France's Prime Minister Manuel Valls, in a speech that drew several standing ovations, called for the country to pull together, arguing that "France is at war against terrorism, jihadism, radicalism... (not) Islam and Muslims".
"I don't want Jews in this country to be scared, or Muslims to be ashamed" of their faith, he added, calling for France's intelligence capabilities and anti-terrorism laws to be strengthened and "clear failings" addressed.
The outpouring of shock and grief that has united France and saw some four million people marching across the country on Sunday continued on Tuesday as several victims were buried.
At the main police headquarters in Paris, a grim-faced President Francois Hollande laid the country's highest decoration, the Legion d'Honneur, on the coffins of the three fallen police officers draped in the Tricolore.
Two were killed during the attack on Charlie Hebdo by Said and Cherif Kouachi on Jan 7 and the third, a policewoman, was killed by another gunman, Amedy Coulibaly, a day later at the scene of a car accident. Many believe Coulibaly was on his way to attack a Jewish school nearby.
"They died so that we could live in freedom," Hollande said.
Questions have risen over how the gunmen, who were known to French intelligence, had slipped through the cracks.
While the Kouachi brothers have been linked to the Yemen-based Al-Qaeda in the Arabian Peninsula (AQAP), Coulibaly claimed to have sworn allegiance to the Islamic State in Iraq and Syria (ISIS).
European Union counter-terrorism chief Gilles de Kerchove told AFP that jails had become "massive incubators" of radicalisation and there was no way to fully shield against such attacks.
Coulibaly, a repeat offender, met Cherif Kouachi in prison where they both fell under the spell of a renowned militant. Coulibaly and Cherif reportedly coordinated last week's attacks in Paris.

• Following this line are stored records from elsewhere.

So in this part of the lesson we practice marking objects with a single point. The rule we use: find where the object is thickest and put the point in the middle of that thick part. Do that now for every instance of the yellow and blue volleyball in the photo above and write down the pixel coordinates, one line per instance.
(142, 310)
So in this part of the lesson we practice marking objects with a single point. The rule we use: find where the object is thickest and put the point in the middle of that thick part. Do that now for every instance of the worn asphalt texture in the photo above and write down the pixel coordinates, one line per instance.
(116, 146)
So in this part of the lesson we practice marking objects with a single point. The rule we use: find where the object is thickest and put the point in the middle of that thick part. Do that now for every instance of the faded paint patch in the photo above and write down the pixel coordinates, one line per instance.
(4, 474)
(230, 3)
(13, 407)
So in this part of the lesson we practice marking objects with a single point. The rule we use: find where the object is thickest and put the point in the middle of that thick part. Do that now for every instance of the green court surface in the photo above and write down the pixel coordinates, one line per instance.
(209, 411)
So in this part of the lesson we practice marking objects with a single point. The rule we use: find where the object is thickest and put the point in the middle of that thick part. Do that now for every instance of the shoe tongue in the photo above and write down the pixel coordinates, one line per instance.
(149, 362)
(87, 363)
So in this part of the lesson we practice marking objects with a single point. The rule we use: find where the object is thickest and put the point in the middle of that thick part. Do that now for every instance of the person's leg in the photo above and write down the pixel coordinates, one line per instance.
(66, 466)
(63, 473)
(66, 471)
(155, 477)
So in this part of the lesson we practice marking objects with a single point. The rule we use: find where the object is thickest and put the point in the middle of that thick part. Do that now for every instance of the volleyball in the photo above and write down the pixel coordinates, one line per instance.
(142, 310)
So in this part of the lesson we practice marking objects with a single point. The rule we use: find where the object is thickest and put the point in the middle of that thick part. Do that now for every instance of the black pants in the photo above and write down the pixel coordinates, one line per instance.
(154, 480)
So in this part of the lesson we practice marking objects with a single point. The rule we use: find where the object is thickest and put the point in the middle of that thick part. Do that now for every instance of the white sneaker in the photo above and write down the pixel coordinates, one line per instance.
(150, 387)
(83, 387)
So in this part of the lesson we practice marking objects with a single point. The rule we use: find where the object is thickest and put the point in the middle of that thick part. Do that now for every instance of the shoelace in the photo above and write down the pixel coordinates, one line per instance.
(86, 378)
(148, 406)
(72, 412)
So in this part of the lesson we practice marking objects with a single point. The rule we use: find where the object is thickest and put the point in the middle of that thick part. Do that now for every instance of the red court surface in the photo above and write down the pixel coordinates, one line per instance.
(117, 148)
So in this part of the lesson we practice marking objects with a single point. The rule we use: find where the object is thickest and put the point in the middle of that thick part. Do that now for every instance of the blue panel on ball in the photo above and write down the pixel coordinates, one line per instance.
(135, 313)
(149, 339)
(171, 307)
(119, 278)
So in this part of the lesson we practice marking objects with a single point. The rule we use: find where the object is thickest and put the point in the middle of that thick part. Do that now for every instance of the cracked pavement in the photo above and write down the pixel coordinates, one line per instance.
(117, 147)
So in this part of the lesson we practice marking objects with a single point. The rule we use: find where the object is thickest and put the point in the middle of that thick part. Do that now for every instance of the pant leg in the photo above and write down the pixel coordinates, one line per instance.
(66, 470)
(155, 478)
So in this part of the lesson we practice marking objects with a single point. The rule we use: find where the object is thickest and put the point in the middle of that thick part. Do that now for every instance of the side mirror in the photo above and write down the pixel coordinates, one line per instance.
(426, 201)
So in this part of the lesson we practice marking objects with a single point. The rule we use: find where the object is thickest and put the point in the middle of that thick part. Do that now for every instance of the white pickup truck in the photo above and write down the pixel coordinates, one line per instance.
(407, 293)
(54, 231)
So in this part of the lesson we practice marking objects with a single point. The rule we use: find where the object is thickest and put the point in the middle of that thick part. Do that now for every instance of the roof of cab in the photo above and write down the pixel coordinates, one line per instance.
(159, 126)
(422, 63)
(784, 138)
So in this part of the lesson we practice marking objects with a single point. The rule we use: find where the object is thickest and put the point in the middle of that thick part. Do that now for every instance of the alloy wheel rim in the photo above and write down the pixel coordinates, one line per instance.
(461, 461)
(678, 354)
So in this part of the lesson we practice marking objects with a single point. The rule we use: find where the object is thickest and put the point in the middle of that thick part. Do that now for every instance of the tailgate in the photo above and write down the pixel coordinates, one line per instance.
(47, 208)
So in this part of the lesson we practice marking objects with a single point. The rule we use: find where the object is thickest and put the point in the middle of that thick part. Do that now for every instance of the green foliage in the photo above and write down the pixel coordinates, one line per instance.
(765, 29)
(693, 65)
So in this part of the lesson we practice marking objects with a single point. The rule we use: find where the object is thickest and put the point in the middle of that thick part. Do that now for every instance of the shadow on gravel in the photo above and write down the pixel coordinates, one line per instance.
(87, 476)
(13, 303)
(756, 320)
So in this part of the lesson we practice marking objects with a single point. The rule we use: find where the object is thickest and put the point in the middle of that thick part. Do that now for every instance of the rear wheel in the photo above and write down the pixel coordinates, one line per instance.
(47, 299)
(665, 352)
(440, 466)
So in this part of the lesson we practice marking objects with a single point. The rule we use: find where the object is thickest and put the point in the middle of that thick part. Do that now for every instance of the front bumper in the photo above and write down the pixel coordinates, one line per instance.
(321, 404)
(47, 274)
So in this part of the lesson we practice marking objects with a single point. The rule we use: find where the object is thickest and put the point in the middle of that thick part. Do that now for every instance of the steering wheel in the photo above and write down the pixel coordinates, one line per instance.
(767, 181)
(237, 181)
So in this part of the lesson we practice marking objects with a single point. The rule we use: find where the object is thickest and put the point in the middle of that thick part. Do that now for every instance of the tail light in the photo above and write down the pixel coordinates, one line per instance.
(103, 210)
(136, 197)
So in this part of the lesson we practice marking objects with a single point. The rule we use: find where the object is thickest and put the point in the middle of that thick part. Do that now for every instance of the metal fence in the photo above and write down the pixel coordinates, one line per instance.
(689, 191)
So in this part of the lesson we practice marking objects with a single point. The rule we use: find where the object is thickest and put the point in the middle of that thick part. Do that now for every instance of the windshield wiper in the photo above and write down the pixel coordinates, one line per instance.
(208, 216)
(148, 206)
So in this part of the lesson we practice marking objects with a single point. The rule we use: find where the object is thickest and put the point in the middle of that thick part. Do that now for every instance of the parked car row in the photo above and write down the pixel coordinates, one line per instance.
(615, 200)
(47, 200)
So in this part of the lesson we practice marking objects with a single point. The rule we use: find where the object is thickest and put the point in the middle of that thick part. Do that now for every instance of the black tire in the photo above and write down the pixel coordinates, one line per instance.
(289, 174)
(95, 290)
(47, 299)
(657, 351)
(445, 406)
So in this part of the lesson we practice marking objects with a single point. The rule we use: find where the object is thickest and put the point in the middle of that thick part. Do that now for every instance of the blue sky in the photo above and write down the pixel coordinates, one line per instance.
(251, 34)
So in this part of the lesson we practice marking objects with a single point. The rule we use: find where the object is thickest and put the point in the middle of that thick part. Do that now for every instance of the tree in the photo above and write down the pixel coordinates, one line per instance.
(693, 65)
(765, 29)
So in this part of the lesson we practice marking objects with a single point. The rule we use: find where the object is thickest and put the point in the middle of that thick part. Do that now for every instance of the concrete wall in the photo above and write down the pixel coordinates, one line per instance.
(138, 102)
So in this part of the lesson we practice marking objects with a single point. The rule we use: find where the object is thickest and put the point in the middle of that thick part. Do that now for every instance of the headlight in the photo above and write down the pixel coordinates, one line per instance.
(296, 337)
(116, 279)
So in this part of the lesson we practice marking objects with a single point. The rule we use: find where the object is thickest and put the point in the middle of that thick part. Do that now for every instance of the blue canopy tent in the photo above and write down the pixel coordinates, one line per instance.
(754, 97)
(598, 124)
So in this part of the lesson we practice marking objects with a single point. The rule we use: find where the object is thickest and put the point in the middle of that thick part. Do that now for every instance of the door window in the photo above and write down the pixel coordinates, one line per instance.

Police launched a massive hunt for the three men after the attacks which culminated in two hostage crises that gripped France and the rest of the world. Coulibaly stormed into a kosher supermarket in eastern Paris and seized shoppers, while the Kouachi brothers took one person hostage in a printing firm north-east of Paris.
After a tense stand-off, the brothers charged out of the building and were shot dead on Friday. Moments later, security forces stormed the supermarket and killed Coulibaly. French authorities said four people were killed in the supermarket siege before police stormed the premises.